The name of this valedictorian is Robert B. Kellogg, and he arrived in France—at Bordeaux, like so many of his fellow workers—on the sixteenth day of July, 1918, reporting at Paris upon the following evening. He came at a critical moment. The name of Château-Thierry was again being flashed by cable all around the world; only this time and for the first time there was coupled with it the almost synonymous phrases of "American Army" and "victorious army." Kellogg—he soon after attained the Red Cross rank of captain—was told of the great need of additional help in handling the wounded which already were coming into Paris in increasing numbers from both Château-Thierry and Veaux, and asked if he could get to work at once. There was but one answer to such a request. That very night he went on duty at Dr. Blake's hospital, out in the suburban district of Neuilly, which had been taken over by the American Red Cross some months before, but which now was being used as an emergency evacuation hospital.
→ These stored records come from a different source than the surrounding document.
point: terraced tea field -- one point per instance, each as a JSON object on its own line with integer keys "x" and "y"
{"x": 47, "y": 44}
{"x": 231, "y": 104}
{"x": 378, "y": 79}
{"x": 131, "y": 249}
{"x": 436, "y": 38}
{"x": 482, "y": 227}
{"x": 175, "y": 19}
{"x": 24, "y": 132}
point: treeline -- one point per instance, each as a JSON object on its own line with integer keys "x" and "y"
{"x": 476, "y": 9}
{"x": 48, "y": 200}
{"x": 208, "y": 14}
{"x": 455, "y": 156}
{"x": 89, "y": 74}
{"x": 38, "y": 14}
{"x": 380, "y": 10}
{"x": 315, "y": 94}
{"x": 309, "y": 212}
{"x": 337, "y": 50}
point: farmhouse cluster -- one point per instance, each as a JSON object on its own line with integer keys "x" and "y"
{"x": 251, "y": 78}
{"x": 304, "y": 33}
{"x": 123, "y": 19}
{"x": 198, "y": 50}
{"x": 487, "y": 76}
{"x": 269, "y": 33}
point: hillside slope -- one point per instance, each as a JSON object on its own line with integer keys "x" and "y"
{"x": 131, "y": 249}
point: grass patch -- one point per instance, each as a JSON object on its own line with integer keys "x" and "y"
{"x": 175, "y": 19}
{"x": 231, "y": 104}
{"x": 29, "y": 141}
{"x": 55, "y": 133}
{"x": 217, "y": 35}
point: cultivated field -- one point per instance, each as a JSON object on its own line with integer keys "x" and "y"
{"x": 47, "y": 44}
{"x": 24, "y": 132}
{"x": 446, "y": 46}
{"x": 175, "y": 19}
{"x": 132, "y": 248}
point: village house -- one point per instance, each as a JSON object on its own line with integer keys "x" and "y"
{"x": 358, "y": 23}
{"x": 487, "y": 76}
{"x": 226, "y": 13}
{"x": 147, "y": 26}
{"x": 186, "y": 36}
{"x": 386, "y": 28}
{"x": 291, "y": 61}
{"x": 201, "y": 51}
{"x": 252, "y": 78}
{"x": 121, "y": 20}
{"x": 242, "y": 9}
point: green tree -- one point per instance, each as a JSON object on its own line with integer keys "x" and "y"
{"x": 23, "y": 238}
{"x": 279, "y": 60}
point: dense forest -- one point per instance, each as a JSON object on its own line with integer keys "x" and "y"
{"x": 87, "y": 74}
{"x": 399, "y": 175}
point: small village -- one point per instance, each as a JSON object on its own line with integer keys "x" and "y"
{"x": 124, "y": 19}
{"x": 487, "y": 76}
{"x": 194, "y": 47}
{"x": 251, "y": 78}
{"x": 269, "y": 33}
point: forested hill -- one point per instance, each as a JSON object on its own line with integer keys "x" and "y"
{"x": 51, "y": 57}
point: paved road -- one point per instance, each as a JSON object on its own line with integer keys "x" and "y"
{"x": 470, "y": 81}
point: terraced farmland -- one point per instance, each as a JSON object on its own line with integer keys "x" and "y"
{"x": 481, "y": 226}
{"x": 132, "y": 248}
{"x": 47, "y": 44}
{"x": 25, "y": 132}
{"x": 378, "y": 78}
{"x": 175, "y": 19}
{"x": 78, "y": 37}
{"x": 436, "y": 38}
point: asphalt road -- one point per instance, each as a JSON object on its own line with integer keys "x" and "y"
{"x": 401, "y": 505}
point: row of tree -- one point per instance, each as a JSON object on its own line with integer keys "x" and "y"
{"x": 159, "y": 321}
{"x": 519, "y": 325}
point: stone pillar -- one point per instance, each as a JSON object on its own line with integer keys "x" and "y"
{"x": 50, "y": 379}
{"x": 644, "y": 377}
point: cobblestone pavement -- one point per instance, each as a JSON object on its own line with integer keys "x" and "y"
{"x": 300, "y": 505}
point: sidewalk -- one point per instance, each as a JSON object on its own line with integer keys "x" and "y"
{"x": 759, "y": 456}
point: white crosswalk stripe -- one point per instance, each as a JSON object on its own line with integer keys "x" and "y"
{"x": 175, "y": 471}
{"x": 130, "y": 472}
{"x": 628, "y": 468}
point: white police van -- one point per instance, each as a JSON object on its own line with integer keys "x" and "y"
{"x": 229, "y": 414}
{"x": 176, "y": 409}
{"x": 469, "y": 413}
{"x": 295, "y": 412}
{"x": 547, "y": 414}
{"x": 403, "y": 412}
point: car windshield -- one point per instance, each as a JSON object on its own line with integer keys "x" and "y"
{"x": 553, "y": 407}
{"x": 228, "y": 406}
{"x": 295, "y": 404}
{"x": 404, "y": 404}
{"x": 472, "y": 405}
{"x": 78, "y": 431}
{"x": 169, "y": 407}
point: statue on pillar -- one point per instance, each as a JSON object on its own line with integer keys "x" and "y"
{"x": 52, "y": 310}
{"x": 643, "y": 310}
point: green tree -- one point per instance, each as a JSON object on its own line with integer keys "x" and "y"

For be it remembered that those very July days were the crux of the German drive. In those bitter hours it was not known whether Paris, itself, would be spared. The men and women in the French capital hoped for the best, but always feared and anticipated the worst.

For four fearful nights Captain Kellogg worked there in the Neuilly hospital, carrying stretchers, undressing the wounded, taking their histories, and at times even aiding in dressing their wounds. It was a job without much poetry to it. In fact it held many intensely disagreeable phases. But it was, at that, a fairly typical Red Cross job, filled with perplexities and anxieties and long, long hours of hard and peculiarly distasteful labor. Yet of such tasks is the real spirit of Red Cross service born.